The first page of the book has Holden telling us:

I'll just tell you about this madman stuff that happened to me about last Christmas just before I got pretty run-down and had to come out here and take it easy.

It is pretty blurry exactly what "come out here" means, but it sounds as if he is in some sort of rehab center or truancy detention center, possibly even a mental institution for "this madman stuff."

 

Against that background, one might read the opening narrative sentences of the book in a somewhat different light than simply telling a story.

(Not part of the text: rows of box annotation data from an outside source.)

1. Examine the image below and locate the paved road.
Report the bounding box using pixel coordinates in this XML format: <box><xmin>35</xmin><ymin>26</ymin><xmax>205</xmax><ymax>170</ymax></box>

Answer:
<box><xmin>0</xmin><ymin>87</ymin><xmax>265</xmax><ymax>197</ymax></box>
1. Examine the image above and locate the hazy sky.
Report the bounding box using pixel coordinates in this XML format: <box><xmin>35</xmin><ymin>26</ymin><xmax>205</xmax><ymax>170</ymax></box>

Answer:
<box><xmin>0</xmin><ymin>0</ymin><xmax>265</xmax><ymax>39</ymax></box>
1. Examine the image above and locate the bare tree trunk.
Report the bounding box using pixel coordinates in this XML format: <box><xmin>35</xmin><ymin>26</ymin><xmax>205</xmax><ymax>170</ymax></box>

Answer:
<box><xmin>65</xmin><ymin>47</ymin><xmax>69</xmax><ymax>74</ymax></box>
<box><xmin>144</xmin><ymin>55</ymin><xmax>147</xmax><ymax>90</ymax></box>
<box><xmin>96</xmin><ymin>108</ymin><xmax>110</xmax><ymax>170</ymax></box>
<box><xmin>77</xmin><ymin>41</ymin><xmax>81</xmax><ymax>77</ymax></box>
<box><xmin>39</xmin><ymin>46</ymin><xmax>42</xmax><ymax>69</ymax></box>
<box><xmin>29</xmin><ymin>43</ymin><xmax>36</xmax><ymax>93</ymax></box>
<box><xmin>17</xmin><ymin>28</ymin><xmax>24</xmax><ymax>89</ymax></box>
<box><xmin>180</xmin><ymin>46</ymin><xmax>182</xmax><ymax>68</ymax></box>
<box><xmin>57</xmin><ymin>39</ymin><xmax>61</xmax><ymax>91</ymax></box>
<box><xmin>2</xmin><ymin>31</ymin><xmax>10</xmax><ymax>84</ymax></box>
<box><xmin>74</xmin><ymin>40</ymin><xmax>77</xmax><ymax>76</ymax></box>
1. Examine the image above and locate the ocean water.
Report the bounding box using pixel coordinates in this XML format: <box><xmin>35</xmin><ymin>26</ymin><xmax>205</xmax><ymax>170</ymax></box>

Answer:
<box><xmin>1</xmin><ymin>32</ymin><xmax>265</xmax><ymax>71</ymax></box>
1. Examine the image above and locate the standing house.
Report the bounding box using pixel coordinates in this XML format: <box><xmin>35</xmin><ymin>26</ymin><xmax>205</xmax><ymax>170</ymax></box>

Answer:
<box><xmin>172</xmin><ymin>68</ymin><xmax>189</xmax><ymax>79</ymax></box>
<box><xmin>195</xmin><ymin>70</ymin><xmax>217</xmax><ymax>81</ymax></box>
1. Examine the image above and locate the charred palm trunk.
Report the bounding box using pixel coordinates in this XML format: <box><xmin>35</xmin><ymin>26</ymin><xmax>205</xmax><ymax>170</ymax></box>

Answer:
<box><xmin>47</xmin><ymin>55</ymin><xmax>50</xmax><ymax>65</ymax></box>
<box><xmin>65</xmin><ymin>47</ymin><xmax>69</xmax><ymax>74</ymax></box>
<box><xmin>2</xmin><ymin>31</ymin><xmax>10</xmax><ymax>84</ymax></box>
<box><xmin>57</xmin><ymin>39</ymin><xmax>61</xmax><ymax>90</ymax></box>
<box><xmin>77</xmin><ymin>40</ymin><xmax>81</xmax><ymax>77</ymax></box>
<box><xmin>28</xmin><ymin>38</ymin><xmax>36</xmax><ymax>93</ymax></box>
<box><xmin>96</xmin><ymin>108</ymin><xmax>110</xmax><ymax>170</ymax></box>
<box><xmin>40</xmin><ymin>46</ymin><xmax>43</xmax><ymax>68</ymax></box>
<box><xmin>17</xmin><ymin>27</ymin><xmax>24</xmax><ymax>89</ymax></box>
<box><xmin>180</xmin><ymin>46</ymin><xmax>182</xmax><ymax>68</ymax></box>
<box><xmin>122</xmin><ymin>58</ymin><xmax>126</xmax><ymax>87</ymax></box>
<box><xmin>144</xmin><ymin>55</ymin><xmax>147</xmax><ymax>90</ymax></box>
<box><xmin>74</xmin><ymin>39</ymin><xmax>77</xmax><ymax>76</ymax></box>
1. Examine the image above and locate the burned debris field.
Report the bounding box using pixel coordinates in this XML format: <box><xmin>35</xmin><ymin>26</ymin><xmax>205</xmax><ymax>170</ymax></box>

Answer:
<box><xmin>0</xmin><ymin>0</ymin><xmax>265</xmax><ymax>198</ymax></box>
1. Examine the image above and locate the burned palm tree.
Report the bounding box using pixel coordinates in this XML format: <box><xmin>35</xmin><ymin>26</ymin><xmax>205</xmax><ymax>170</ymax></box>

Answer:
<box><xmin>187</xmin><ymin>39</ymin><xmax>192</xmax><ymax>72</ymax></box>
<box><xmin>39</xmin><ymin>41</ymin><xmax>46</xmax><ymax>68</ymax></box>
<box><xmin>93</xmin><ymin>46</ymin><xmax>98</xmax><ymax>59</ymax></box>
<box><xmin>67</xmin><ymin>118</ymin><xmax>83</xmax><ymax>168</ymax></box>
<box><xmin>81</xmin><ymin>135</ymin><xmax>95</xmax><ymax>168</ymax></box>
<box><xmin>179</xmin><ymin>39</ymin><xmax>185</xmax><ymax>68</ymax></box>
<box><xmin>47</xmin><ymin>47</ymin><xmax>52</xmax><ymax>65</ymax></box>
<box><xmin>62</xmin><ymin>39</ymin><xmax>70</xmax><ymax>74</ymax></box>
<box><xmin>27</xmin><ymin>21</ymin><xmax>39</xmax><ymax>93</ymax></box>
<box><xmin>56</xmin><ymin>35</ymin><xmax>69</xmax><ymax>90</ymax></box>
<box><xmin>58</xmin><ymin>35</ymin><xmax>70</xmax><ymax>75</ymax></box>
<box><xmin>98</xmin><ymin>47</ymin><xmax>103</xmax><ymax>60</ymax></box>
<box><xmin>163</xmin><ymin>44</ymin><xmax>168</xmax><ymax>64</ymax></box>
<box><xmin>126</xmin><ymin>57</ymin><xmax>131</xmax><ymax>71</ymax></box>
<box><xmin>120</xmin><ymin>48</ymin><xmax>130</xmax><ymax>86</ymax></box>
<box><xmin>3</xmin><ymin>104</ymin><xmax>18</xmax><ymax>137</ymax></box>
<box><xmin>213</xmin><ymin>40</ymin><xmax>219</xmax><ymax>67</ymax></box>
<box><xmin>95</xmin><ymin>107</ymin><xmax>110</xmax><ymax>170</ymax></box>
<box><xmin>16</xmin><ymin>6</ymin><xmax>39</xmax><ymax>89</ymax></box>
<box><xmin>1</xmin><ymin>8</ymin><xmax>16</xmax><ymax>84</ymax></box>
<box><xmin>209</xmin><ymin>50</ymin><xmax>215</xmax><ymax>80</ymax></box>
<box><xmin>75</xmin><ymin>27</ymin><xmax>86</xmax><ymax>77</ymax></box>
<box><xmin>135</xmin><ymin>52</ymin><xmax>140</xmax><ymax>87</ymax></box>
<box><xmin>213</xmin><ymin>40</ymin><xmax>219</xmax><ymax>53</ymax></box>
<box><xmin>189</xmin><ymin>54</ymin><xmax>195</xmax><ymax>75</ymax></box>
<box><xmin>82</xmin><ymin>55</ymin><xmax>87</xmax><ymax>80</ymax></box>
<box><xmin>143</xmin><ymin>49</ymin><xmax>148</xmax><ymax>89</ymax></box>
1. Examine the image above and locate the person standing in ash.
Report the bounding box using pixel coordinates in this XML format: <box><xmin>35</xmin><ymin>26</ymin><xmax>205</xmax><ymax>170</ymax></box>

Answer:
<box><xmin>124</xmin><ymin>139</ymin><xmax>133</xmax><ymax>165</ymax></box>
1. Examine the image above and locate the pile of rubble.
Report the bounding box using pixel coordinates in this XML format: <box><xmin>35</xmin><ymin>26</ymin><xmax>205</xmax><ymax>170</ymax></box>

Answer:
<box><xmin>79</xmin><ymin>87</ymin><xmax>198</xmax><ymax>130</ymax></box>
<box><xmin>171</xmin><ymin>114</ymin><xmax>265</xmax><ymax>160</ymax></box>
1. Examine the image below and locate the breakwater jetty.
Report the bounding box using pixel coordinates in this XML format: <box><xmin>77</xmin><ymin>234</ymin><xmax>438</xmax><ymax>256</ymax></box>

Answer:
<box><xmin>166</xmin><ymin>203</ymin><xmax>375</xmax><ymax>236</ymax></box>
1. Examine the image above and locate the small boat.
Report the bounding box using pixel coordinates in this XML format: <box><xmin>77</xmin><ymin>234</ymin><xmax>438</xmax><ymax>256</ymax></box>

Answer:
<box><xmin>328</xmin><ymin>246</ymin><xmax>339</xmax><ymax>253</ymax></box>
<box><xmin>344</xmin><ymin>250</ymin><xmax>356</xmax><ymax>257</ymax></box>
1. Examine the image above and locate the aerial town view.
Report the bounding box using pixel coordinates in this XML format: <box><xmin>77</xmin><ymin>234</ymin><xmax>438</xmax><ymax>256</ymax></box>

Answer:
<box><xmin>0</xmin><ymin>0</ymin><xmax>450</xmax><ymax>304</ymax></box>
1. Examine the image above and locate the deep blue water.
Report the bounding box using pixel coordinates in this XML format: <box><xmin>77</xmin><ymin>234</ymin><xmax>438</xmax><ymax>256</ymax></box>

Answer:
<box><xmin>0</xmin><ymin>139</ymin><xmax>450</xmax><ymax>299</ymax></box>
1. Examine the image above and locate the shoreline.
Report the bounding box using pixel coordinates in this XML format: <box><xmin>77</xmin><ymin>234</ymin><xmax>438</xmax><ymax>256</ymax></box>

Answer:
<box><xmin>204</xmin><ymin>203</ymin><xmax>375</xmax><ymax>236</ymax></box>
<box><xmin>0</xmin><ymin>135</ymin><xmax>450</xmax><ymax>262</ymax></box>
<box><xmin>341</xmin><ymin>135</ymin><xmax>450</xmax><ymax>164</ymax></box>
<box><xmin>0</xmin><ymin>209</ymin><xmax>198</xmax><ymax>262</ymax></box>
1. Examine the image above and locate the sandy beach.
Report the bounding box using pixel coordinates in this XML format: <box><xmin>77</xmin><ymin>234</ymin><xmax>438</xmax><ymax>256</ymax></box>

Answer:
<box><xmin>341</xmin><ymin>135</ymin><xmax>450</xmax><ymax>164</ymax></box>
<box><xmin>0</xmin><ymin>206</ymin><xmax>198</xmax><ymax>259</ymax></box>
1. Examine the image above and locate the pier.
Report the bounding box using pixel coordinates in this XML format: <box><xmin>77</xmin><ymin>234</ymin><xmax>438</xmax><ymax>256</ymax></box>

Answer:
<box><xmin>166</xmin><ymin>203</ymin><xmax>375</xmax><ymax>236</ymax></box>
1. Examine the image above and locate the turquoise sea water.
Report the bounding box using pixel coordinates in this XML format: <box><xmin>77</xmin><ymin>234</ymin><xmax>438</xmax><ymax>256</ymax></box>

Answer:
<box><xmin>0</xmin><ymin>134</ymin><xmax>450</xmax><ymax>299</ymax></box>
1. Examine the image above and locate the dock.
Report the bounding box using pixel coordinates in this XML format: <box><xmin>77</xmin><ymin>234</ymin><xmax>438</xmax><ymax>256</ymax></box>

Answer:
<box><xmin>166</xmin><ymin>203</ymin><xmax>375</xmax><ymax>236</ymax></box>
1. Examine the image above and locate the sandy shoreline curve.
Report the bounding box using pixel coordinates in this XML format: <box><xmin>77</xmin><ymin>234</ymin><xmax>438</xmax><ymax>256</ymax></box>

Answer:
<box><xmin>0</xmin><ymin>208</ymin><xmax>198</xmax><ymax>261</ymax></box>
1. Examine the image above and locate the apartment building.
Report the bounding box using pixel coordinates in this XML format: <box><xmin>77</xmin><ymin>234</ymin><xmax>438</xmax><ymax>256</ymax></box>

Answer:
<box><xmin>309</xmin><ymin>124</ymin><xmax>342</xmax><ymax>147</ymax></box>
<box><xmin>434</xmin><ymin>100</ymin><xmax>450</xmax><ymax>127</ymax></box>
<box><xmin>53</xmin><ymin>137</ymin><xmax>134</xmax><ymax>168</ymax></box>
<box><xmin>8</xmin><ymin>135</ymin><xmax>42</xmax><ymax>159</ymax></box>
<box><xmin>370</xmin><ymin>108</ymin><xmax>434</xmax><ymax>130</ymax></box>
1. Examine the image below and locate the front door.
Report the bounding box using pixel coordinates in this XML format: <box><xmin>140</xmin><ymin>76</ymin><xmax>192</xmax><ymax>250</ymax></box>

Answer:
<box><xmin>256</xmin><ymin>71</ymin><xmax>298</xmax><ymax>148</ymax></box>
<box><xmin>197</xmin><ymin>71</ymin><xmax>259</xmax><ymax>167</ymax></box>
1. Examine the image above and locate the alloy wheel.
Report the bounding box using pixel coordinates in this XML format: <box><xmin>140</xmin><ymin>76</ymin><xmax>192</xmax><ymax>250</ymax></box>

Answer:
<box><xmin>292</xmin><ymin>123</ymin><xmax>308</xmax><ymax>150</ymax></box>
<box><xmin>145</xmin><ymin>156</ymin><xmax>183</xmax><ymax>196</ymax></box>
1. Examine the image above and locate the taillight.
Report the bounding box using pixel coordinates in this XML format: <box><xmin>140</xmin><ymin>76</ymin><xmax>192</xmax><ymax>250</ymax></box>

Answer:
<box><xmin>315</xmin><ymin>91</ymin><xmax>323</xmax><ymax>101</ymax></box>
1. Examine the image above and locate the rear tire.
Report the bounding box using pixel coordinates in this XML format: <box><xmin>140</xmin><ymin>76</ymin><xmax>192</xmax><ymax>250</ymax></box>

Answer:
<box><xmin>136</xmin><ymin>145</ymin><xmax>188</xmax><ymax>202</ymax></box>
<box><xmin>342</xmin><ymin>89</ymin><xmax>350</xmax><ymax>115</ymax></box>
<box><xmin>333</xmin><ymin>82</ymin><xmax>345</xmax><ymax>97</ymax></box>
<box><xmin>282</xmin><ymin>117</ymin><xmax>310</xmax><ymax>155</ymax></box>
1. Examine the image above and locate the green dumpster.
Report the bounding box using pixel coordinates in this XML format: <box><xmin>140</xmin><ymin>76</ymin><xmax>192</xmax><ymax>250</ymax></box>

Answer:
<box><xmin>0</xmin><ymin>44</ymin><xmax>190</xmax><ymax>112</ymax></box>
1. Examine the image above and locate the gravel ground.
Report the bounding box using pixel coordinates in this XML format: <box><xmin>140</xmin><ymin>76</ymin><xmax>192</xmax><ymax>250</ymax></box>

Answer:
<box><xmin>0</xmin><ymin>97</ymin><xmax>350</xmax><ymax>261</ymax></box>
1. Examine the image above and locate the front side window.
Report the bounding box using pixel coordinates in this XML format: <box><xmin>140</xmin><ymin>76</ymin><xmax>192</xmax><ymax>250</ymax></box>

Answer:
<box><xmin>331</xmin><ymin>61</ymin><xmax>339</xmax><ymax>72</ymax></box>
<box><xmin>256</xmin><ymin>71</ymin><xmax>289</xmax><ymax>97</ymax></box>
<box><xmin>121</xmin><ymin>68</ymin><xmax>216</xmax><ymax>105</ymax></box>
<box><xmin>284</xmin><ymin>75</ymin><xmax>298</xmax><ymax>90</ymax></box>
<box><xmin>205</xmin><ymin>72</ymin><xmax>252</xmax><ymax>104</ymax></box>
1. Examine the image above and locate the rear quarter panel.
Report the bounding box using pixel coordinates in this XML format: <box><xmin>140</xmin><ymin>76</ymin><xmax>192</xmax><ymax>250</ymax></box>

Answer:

If you really want to hear about it, the first thing you'll probably want to know is where I was born, and what my lousy childhood was like . . . . .

That first person narrative can now sound for all the world like an answer to a general get-acquainted-question "Tell me about yourself" that an admitting officer or a counselor or a psychologist/psychiatrist might ask a patient during an interview at such a center or hospital. (Guessing wildly from my not-so-vast reading on such subjects :) ).

 

Which means that Holden is not necessarily addressing us as readers outside of the covers of the book, but rather may be addressing us as if we were a part of his story, sitting across a desk from him listening to him answer that question we asked.

 

And that further means, that we ourselves might think of ourselves as looking at Holden -- not so much for whether the events of his life appeal to us, or are interesting (I think they are) -- but rather more as if actively engaged in trying to evaluate this cynical young man sitting in front of us, to see what we make of him as a person and what makes him tick. Do we believe him?

 

Whether anything at all like that point-of-view was intended by Salinger is far from clear, but the possibility may not be accidental, given that he deliberately places the setting "out here" and mentions "madman" behavior. At any rate, it offers a way of looking at Holden as more than simply a character involved in a sequence of events in a novel.

 

Whether such a perspective will hold up throughout the book will of course remain to be seen. But so far I'm cheering for Holden.